I have written about weaknesses in the Windows 10 TCP/IP CUBIC congestion control mechanism in both this blog (Slow performance of IKEv2 built-in client VPN under Windows) and in a number of threads in the Microsoft Q&A site (that typically mention slow upload speed only under Windows (good speed under other OSes)); I also mentioned some links that suggested improvements were under development.
The improvements did not surface in any mainstream Windows
10 version of which I am aware; however Windows 11 does seem to incorporate
substantial changes (at least an improved RFC 8985 (The RACK-TLP Loss Detection
Algorithm for TCP) implementation with per-segment tracking), albeit with a
least one minor bug which still limits performance (the bug is still present in
Windows 11 build 22000.376).
The “bug” that I am referring to is a “sanity check” in the
routine TcpReceiveSack. The problematic check is that if the SACK SLE (SACK
Left Edge) is less than the acknowledgement (i.e. appears to be a D-SACK) then
the SACK SRE (SACK Right Edge) must also be less than the acknowledgement; this
appears to be coded incorrectly and means that genuine D-SACKs are not
recognized as such. This failure to recognize D-SACKs means that tuning of
things such as the “reorder window” does not take place.
The initial size of the “reorder window” (RACK.reo_wnd) is RACK.min_RTT/4
and it can grow to a maximum size of SRTT (Smoothed Round Trip Time). For many
configurations and degrees of packet reordering, the default size eliminates
many unnecessary retransmisions. However, in my test configuration (TCP inside
an IKEv2 tunnel between two systems on the same LAN with substantial reordering
introduced by the network adapter driver and a very low min_RTT (less than one
millisecond)), the default reorder window size is completely inadequate.

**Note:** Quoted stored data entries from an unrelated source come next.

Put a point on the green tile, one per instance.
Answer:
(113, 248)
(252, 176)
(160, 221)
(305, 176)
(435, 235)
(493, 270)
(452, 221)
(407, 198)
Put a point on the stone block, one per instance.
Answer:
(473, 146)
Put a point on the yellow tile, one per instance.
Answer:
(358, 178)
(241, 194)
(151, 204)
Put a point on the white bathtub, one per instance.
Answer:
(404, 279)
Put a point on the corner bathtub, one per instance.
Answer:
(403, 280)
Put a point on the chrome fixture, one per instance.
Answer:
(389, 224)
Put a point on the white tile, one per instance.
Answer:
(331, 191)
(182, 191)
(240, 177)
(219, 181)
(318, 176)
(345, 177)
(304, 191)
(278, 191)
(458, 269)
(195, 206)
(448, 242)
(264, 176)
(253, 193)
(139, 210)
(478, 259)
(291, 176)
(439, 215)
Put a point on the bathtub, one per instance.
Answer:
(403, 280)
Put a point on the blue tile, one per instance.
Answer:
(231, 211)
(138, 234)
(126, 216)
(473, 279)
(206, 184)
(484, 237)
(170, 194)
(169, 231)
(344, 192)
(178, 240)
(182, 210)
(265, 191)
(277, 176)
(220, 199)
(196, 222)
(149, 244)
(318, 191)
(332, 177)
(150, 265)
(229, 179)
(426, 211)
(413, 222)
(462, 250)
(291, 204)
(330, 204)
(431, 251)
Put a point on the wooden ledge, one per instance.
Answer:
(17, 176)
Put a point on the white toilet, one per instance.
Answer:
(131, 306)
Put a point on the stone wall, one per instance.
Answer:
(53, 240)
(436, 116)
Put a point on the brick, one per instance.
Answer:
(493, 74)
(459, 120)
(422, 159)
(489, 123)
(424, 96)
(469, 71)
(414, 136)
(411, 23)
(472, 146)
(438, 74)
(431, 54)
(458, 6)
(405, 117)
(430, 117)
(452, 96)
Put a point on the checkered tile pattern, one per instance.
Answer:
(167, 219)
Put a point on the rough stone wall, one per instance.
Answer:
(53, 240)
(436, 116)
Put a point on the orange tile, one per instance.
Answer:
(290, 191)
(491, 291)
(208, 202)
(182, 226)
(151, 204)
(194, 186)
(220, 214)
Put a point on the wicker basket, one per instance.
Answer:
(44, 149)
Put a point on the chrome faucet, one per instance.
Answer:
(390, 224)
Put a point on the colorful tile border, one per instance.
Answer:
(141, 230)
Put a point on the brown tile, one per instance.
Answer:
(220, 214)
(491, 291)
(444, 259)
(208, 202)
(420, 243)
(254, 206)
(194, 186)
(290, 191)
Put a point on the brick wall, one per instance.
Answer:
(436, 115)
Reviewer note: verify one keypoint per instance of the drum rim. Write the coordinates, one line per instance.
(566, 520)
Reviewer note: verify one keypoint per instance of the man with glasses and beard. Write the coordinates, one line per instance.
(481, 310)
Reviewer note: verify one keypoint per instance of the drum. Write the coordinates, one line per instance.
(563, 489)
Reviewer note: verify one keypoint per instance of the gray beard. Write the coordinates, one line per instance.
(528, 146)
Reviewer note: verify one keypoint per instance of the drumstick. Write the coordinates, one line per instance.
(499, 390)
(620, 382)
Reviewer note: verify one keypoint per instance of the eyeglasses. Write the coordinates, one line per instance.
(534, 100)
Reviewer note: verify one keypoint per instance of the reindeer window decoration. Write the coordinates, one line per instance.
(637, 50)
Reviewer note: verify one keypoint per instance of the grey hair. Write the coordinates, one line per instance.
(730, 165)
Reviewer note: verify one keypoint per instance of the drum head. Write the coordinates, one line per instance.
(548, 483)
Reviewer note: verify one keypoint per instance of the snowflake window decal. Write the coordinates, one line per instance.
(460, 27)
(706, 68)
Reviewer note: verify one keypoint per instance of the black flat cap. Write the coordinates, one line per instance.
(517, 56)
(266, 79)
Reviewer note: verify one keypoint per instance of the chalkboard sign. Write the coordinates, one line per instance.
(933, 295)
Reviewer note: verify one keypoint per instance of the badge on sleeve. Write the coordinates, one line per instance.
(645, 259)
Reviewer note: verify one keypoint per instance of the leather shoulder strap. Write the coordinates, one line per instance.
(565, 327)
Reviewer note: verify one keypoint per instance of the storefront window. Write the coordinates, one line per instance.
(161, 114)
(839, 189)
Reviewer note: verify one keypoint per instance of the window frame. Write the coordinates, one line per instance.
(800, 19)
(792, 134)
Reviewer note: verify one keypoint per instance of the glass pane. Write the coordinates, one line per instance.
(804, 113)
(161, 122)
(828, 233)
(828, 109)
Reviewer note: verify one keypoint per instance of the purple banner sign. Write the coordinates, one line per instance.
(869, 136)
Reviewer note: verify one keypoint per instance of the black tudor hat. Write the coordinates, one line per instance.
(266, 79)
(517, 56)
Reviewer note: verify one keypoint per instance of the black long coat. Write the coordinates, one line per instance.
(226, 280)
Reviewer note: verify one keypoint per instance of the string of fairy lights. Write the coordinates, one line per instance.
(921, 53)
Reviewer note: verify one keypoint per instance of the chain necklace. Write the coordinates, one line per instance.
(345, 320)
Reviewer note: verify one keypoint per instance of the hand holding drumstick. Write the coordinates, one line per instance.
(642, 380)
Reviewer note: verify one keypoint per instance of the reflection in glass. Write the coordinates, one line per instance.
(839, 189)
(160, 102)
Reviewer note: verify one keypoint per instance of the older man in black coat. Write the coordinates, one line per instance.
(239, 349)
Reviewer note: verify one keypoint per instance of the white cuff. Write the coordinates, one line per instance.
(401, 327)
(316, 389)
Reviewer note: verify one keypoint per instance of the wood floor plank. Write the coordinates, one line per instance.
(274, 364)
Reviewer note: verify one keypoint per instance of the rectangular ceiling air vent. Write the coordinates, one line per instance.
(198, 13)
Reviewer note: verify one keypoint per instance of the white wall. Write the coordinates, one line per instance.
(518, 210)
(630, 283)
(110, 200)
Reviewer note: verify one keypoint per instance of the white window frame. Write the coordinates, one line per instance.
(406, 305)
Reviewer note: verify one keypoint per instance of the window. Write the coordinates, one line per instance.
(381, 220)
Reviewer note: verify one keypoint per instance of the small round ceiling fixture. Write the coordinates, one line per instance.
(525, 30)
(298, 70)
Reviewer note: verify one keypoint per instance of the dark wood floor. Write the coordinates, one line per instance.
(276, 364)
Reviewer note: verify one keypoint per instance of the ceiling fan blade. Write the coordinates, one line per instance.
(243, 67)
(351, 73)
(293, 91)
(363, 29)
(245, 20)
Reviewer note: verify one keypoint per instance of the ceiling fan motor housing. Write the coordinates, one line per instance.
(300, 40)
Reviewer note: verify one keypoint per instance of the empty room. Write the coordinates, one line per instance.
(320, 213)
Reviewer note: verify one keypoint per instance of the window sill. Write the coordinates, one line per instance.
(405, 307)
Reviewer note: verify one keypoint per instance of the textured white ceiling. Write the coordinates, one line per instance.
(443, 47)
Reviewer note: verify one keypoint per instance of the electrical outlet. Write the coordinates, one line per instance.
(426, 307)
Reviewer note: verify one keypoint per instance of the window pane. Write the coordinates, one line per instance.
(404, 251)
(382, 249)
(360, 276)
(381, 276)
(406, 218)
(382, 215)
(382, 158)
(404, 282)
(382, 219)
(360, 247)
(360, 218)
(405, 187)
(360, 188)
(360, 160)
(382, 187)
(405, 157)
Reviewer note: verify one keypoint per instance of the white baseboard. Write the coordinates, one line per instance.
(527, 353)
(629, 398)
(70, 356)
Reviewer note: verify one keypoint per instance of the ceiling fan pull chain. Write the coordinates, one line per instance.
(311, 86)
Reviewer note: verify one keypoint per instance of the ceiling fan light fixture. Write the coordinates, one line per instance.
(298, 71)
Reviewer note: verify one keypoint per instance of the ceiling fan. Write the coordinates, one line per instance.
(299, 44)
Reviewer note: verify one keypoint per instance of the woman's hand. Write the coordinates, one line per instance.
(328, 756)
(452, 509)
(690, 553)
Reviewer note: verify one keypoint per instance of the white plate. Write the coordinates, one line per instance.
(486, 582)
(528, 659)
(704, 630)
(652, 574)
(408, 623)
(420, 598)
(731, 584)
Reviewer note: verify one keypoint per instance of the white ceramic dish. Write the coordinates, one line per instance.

A one-byte patch to tcpip.sys can (more or less) “correct”
this problem (the patch does not handle sequence number wrap-around), enabling
performance tests with and without the patch to be performed. This patching is
risky (it will eventually result in a bug check when the change is detected by PatchGuard), but I judged the value of the performance
test results to be worth the inconvenience.
What follows are traces of two 10 MB “discards” (TCP port
9), with and without the patch:
With the patch (above), the 10 MB discard takes about 2.4
seconds and, without the patch (below), it takes about 4.2 seconds.
The green line (the congestion window size) is reduced more
without the patch, although there is less “reordering” than in the patched
test. The yellow line is the send window size (auto-tuned by the server) and is
indeed approximately the minimum window size needed to achieve the theoretical
maximum throughput.
The dots on and below the x-axis are points at which
“interesting” events occur; from the x-axis downwards:
·
Packet reordering
· TcpEarlyRetransmit (Forward ACK (FACK), Recent
ACK (RACK))
·
TcpLossRecoverySend Fast Retransmit
·
TcpLossRecoverySend SACK Retransmit
·
TcpDataTransferRetransmit
·
TcpTcbExpireTimer
·
D-SACK
·
TcpSendTrackerDetectLoss
·
TcpSendTrackerSackReorderingDetected
·
TcpSendTrackerUpdateReoWnd
A graph of the Windows 11 trace data gathered by someone
with a “real world” setup (minimum RTT of about 9 milliseconds and using SMB
file copy to generate the traffic) and no patching looks like this:
In this case, the initial reordering window was large enough
to allow almost all reordering to be detected (and therefore to avoid spurious
retransmissions).
The trace where D-SACK recognition is working shows that
congestion window reduction following a retransmission is not “undone” in the
case that a D-SACK shows the retransmission to have been spurious; this may
mean that Windows 11 will not perform as well as some other operating systems
when sending TCP data over a path where some packet reordering is present.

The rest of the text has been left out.